I was working with featureCounts and had three runs while changing only one parameter: the strand specificity. I would expect that the reads from -s 1
and the reads from -s 2
would sum up to the the number of reads outputted by -s 0
.
featureCounts --minReadOverlap 50 -s 0 -Q 1 -T 12 -a matrix_gene.saf -F SAF -O -o $OUT/total_counts.txt file.bam
featureCounts --minReadOverlap 50 -s 1 -Q 1 -T 12 -a matrix_gene.saf -F SAF -O -o $OUT/total_counts.txt file.bam
featureCounts --minReadOverlap 50 -s 2 -Q 1 -T 12 -a matrix_gene.saf -F SAF -O -o $OUT/total_counts.txt file.bam
However, the results differ:
==> minReadOverlap50_strand1/total_counts.txt.summary <==
Status WEN1_6558.sort.bam WNN1_6545.sort.bam WNN2_6550.sort.bam
Assigned 4643945 8863560 8859072
==> minReadOverlap50_strand2/total_counts.txt.summary <==
Status WEN1_6558.sort.bam WNN1_6545.sort.bam WNN2_6550.sort.bam
Assigned 4775184 9123446 9158397
==> minReadOverlap50/total_counts.txt.summary <==
Status WEN1_6558.sort.bam WNN1_6545.sort.bam WNN2_6550.sort.bam
Assigned 8356549 15881043 15933323
4643945+4775184=9419129 != 8356549
Why don't the reads sum up?
I have ChIP-seq data, so I have "+" and "-" reads.

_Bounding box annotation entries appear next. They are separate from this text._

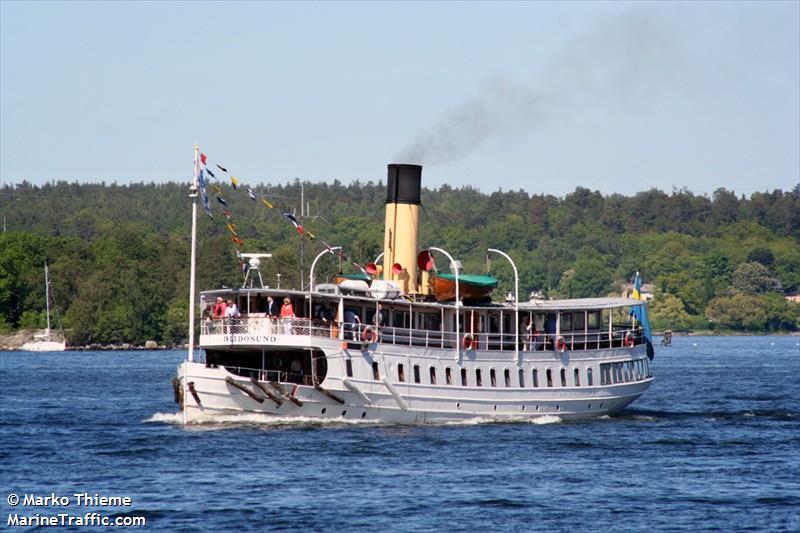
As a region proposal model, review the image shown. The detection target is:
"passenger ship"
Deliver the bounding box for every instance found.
[173,165,653,423]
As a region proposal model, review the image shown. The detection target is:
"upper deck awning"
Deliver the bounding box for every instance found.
[519,298,645,311]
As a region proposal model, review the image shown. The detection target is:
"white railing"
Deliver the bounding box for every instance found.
[200,316,644,352]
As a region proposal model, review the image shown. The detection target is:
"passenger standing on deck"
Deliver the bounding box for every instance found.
[211,296,227,333]
[544,313,557,350]
[281,298,295,335]
[225,300,241,333]
[267,296,280,318]
[344,309,361,340]
[212,296,227,318]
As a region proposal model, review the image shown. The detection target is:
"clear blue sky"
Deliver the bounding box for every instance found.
[0,0,800,196]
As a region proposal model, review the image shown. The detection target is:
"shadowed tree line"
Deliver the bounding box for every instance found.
[0,180,800,344]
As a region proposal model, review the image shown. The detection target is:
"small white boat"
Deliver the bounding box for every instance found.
[19,261,67,352]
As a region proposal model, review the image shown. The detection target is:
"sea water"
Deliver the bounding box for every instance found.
[0,337,800,532]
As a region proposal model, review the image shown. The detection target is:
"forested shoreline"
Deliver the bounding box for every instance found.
[0,180,800,345]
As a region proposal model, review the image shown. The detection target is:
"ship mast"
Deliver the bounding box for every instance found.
[40,259,50,340]
[186,143,200,363]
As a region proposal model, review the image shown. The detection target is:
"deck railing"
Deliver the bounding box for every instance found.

I have regions where I want to count my reads. Regions can overlap and can be on "+" and on "-" strands. I do not care about the strands, meaning if any read falls into a feature on "-" strand, it should be counted, if any read falls into a feature on "+" strand, it should be counted. Does it mean that I have to use -s0 and not care about strand specificity?
Exactly ! -s1 or -s2 are mostly used with strand-specific RNA-seq data. With ChIP-seq data you'll usually use -s0.
One small confusion is there, I am using paired-end RNA-seq data and for quantification, Platform for my sequencing was 'Illumina NextSeq 500 (Homo sapiens)' I have used the following command
I want to see counts of both the strand (reverse and forward) in my output, Which option I am supposed to add in my command -s 0 or -s 1 or -s 2 option?
If you want to count on both strand, use -s 0 (which is the default behaviour).